I played around and this is the result:

EXPLAIN ANALYZE
SELECT d.disease_id, d.sentence_id
    FROM gene_occurrences g, disease_occurrences d
   WHERE g.sentence_id = d.sentence_id
     AND g.gene_id = get_gene_id([different very frequent gene names]);

choice of the planner: Nested Loop
  Total runtime: 53508.86 msec

set enable_nextloop to false;
Merge Join:  Total runtime: 113066.81 msec

set enable_mergejoin to false;
Hash Join: Total runtime: 439344.44 msec

disabling the hash join results again in a Nested Loop with very high 
cost but low runtime - I'm not sure if the latter is the consequence of 
caching. I changed the gene name at every run to avoid the caching.

So the Nested Loop is obiously the best way to go?
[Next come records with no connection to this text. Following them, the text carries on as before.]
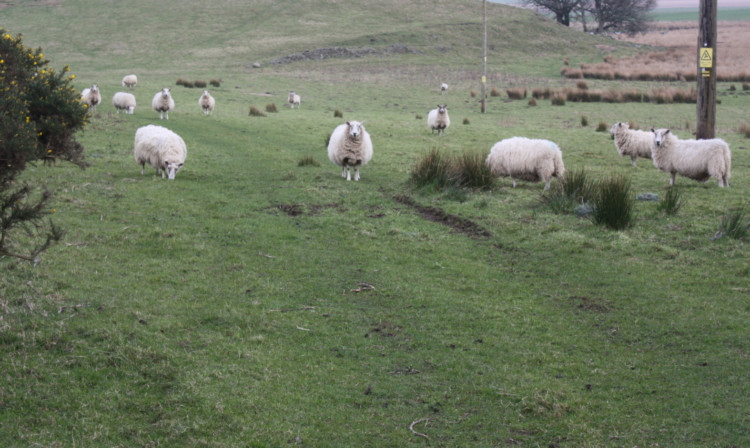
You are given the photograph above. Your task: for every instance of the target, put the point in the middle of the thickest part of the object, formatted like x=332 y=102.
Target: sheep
x=161 y=148
x=527 y=159
x=124 y=101
x=439 y=119
x=695 y=159
x=163 y=103
x=350 y=146
x=206 y=102
x=129 y=81
x=91 y=96
x=631 y=143
x=294 y=99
For comparison: a less frequent gene (occurres 6717 times in 
gene_occurrences)
outputs the following query plan:

 
QUERY PLAN
----------------------------------------------------------------------------------------------------------------------------------------------------- 
Nested Loop  (cost=0.00..41658.69 rows=12119 width=20) (actual 
time=87.01..19076.62 rows=1371 loops=1)
    ->  Index Scan using gene_occ_id_i on gene_occurrences g 
(cost=0.00..10754.08 rows=7514 width=8) (actual time=35.89..10149.14 
rows=6717 loops=1)
          Index Cond: (gene_id = 16338)
    ->  Index Scan using disease_occ_uni on disease_occurrences d 
(cost=0.00..4.09 rows=2 width=12) (actual time=1.32..1.32 rows=0 loops=6717)
          Index Cond: ("outer".sentence_id = d.sentence_id)
  Total runtime: 19078.48 msec

> Usually you set a low random_page_cost value (the default is 4) if you
> want to favour index scans where the optimizer tends to use sequential
> scans.  Was this your intention?

No, not really. I found a posting in the archives where one would 
suggest reducing this parameter, so I tried it. I don't think it had any 
perceptiple effect.

>>cpu_tuple_cost = 0.01           # (same), default 0.01
>>cpu_index_tuple_cost = 0.00001  # (same), default 0.001
>>cpu_operator_cost = 0.005       # (same), default 0.0025
> 
> 
> Just out of curiosity:  Are these settings based on prior experience?

Nope. Same as above. I changed these variables only two days ago for 
what I recall. Untill than I had them at their default.